The Hermit struggled to his knees.
“My Father in God,” he
cried, “behold, for my sins I have been visited
by a demon—” But as he spoke he perceived
that those about him no longer heeded him, and that
the Bishop and all his clergy had fallen on their
knees about the pool. Then the Hermit, following
their gaze, saw that the brown waters of the pool covered
the Wild Woman’s limbs as with a garment, and
that about her floating head a great light floated;
and to the utmost edges of the throng a cry of praise
went up, for many were there whom the Wild Woman had
healed and comforted, and who read God’s mercy
in this wonder. But fresh fear fell on the Hermit,
for he had cursed a dying saint, and denounced her
aloud to all the people; and this new anguish, coming
so close upon the other, smote down his weakened frame,
so that his limbs failed him and he sank once more
to the ground.
Again the earth reeled about him,
and the bending faces grew remote; but as he forced
his weak voice once more to proclaim his sins he felt
the blessed touch of absolution, and the holy oils
of the last voyage laid on his lips and eyes.
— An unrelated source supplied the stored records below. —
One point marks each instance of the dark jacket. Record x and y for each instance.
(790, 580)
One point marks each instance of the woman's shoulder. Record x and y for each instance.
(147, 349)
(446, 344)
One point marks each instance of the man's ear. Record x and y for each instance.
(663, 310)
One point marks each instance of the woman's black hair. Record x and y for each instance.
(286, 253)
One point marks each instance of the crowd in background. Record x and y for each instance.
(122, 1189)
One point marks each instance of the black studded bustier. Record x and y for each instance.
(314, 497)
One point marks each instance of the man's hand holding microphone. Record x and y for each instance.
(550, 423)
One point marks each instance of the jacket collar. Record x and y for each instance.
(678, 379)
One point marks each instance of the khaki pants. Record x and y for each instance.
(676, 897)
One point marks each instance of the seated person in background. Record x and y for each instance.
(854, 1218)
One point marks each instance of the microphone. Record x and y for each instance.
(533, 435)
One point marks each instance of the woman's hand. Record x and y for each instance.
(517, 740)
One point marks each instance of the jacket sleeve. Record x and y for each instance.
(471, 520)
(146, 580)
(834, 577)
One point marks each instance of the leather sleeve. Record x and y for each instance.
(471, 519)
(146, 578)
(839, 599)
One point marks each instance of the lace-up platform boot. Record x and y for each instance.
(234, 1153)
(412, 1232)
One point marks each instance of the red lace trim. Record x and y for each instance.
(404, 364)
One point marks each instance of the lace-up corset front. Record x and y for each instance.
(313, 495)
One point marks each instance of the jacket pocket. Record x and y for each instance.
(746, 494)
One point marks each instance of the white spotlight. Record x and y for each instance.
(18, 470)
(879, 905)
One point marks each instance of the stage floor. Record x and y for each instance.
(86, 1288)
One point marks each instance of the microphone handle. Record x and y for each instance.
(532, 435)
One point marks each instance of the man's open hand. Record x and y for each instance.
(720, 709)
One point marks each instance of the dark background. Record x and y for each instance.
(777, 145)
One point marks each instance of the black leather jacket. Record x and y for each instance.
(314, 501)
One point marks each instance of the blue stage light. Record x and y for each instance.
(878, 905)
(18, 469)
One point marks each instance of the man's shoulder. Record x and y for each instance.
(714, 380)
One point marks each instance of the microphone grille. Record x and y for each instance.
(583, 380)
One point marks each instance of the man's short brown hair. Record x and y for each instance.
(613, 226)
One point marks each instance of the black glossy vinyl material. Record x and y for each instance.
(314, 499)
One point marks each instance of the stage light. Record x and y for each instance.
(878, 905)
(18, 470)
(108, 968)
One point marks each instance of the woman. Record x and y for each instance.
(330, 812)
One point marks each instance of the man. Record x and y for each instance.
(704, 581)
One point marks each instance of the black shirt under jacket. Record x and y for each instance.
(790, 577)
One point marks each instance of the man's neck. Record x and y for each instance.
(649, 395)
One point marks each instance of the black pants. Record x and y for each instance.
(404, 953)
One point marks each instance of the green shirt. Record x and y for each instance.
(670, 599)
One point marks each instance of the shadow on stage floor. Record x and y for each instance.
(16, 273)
Peace returned to him then, and with it a great longing
to look once more upon his lauds, as he had dreamed
of doing at his last hour; but he was too far gone
to make this longing known, and so tried to banish
it from his mind. Yet in his weakness the wish
held him, and the tears ran down his face.
Then, as he lay there, feeling the
earth slip from under him, and the Everlasting Arms
replace it, he heard a great peal of voices that seemed
to come down from the sky and mingle with the singing
of the throng; and the words of the chant were the
words of his own lauds, so long hidden in the secret
of his breast, and now rejoicing above him through
the spheres. And his soul rose on the chant, and
soared with it to the seat of mercy.